Sen. Chuck Grassley (R-Iowa), a member of the Agriculture Committee and lifelong family farmer, and Sen. Sherrod Brown (D-Ohio), a member of the Agriculture Committee and chairman of the Banking and Housing Committee, today introduced a new bill that would prevent foreign individuals from obtaining credit and financial services through the Farm Credit System (FCS). Currently, certain foreign individuals and entities are eligible to receive credit through this government-sponsored enterprise.

“The expansion of foreign-owned farmland is a justified cause for concern among many family farmers and ranchers. It poses a potential threat to our domestic food supply, and by extension, to our national security. Building on my previous efforts to get a better handle on foreign-owned farmland, our bill will ensure no foreign investors can use loans from a government-sponsored entity to buy up valuable acres. This is a commonsense step to ensure foreign buyers, like those backed by China, aren’t taking prime land away from American family farmers with help from the U.S. government,” Grassley said.

“We created the Farm Credit System to ensure farmers and agriculture workers in Ohio and across the country have access to affordable credit – not to benefit foreign investors and hostile governments,” said Brown. “Foreign governments, especially China, have bought up prime farmland across this country at an alarming rate for decades. This will put in place a clear standard: American taxpayer dollars should not be used as a financing tool for foreign governments to undermine our national security and take our family farms.”

FCS was established in 1916 to provide credit to rural areas when commercial lenders were avoiding farm loans. It is mandated and limited by statute to serve agriculture. In 2021, FCS had a portfolio of roughly $210 billion in farm loans.

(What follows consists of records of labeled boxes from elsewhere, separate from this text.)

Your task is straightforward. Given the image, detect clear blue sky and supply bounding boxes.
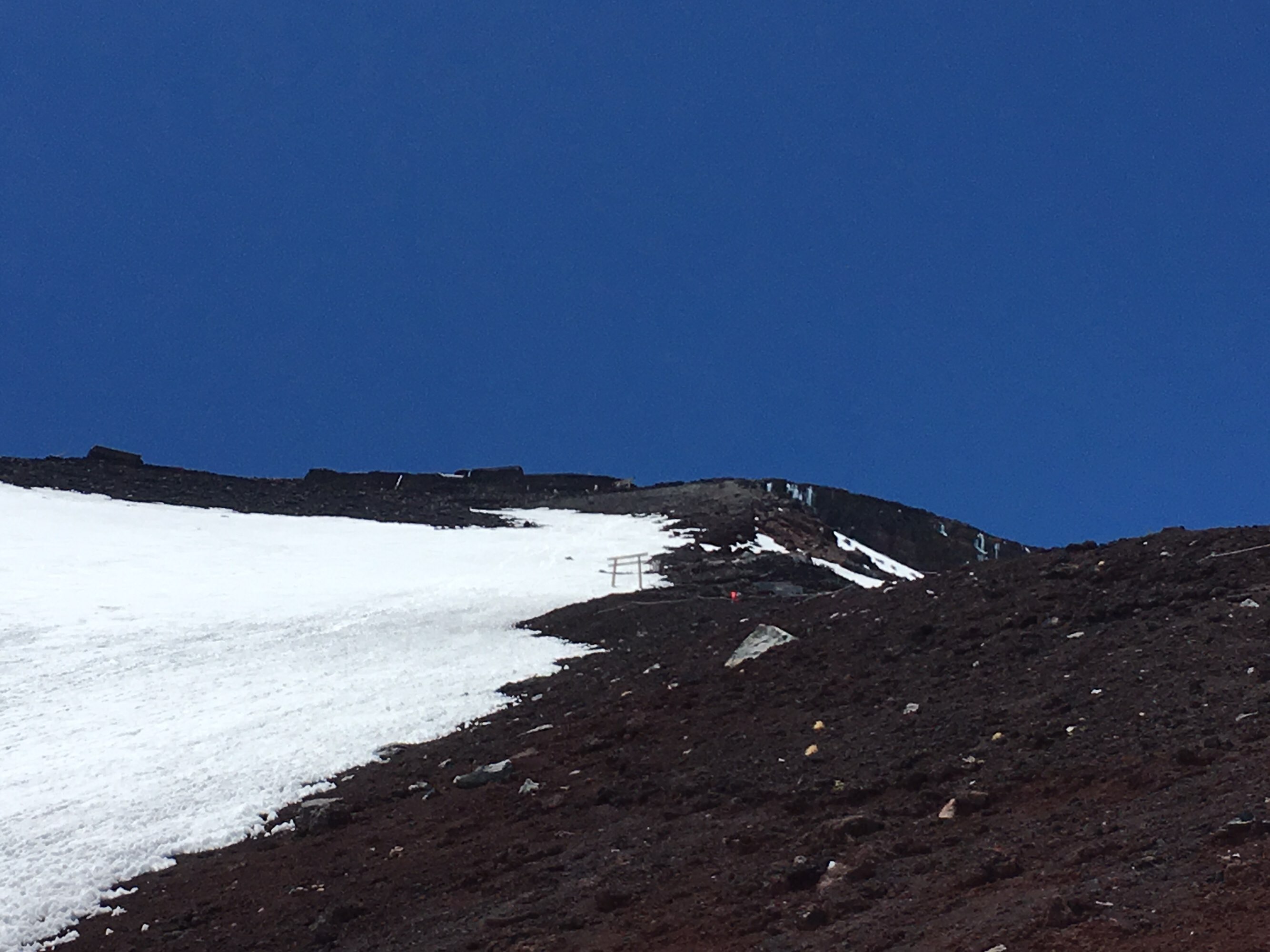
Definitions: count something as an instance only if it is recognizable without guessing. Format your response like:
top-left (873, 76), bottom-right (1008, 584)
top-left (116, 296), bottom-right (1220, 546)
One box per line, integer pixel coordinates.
top-left (0, 0), bottom-right (1270, 545)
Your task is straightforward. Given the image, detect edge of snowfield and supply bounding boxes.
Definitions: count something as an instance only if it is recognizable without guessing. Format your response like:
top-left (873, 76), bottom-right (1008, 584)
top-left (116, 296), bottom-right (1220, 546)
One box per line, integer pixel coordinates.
top-left (0, 484), bottom-right (691, 951)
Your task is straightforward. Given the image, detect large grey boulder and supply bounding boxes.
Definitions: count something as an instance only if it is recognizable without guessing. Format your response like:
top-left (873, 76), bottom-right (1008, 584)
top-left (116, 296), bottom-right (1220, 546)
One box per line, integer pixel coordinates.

Since 1997, Farm Credit Administration (FCA) regulations have allowed FCS associations to extend credit to certain foreign nationals who are not permanent residents of the United States and to foreign-owned entities. Grassley and Brown’s bipartisan Farm Credit for Americans Act would make foreign individuals and entities, as defined by the Agricultural Foreign Investment Disclosure Act, ineligible for financing through the FCS.

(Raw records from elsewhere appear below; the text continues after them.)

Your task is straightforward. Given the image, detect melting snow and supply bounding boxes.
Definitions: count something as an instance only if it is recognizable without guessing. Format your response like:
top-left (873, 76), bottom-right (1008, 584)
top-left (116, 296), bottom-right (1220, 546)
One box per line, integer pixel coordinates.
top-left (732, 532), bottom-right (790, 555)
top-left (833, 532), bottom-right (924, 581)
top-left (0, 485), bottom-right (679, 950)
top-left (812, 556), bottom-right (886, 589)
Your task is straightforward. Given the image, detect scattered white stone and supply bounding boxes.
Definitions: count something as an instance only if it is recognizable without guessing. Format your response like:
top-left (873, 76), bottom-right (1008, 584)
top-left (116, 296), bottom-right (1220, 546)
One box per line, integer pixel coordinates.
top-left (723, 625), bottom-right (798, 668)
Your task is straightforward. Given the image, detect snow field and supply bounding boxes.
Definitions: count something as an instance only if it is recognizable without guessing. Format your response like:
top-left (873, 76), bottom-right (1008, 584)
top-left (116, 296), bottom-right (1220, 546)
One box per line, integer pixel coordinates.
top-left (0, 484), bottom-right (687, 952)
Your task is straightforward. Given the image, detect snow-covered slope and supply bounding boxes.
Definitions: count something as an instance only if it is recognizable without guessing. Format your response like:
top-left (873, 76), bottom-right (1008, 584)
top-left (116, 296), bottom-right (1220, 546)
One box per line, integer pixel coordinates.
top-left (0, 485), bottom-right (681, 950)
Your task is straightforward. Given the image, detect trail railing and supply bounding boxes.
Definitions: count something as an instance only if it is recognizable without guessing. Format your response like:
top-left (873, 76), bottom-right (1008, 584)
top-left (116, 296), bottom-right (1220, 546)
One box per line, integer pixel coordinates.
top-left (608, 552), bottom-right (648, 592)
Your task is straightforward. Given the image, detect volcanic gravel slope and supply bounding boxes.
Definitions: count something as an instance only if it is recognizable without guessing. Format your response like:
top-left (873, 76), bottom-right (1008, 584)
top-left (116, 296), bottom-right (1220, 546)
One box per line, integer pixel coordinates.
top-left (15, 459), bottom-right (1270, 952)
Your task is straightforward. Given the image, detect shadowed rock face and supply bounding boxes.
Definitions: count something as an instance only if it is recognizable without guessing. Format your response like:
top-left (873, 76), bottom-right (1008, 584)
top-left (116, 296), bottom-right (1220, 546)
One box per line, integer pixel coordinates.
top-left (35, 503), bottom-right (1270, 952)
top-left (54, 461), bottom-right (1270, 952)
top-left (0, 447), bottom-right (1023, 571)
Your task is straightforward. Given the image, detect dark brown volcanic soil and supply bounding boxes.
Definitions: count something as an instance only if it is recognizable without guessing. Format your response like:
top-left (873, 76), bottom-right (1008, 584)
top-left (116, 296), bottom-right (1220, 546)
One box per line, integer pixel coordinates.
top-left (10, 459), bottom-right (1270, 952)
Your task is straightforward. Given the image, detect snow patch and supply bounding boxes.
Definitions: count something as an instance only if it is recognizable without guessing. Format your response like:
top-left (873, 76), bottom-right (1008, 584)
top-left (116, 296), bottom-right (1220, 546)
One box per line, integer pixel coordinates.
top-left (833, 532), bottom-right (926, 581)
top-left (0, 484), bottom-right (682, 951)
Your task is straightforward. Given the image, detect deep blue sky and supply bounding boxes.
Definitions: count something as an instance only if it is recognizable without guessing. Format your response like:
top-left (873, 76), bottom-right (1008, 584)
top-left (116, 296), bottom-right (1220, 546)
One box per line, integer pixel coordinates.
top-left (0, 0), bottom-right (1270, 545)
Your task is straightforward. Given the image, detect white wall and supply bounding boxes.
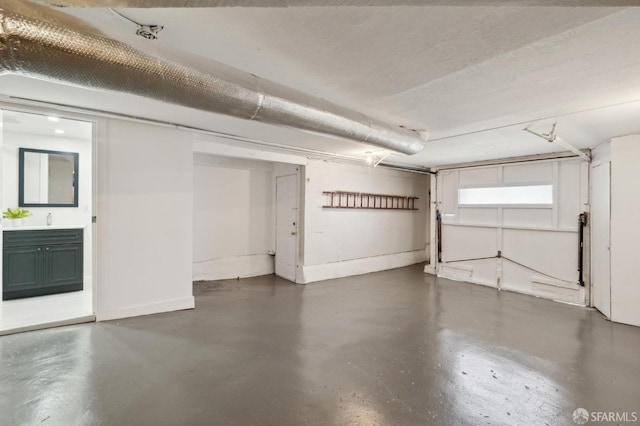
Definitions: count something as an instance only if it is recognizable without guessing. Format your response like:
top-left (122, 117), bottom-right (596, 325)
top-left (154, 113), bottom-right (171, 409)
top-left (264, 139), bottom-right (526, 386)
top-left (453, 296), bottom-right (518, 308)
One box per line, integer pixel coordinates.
top-left (96, 119), bottom-right (194, 320)
top-left (2, 130), bottom-right (93, 282)
top-left (300, 160), bottom-right (429, 282)
top-left (193, 154), bottom-right (275, 280)
top-left (611, 135), bottom-right (640, 326)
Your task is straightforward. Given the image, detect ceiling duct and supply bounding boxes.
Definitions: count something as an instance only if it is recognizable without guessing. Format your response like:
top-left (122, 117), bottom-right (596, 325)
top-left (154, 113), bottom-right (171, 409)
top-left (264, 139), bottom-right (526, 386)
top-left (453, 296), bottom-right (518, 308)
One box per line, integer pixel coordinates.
top-left (0, 0), bottom-right (424, 154)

Grassley was the original author of the Agriculture Foreign Investment Disclosure Act, which requires foreign nationals to report their U.S. agricultural holdings to the U.S. Department of Agriculture (USDA). Alongside Sen. Tammy Baldwin (D-Wis.), Grassley recently introduced the Farmland Security Act to increase scrutiny over foreign investments in American agricultural land. Last year, Grassley also introduced the Food Security is National Security Act to give top U.S. agriculture and food officials permanent representation on the Committee on Foreign Investment in the United States (CFIUS).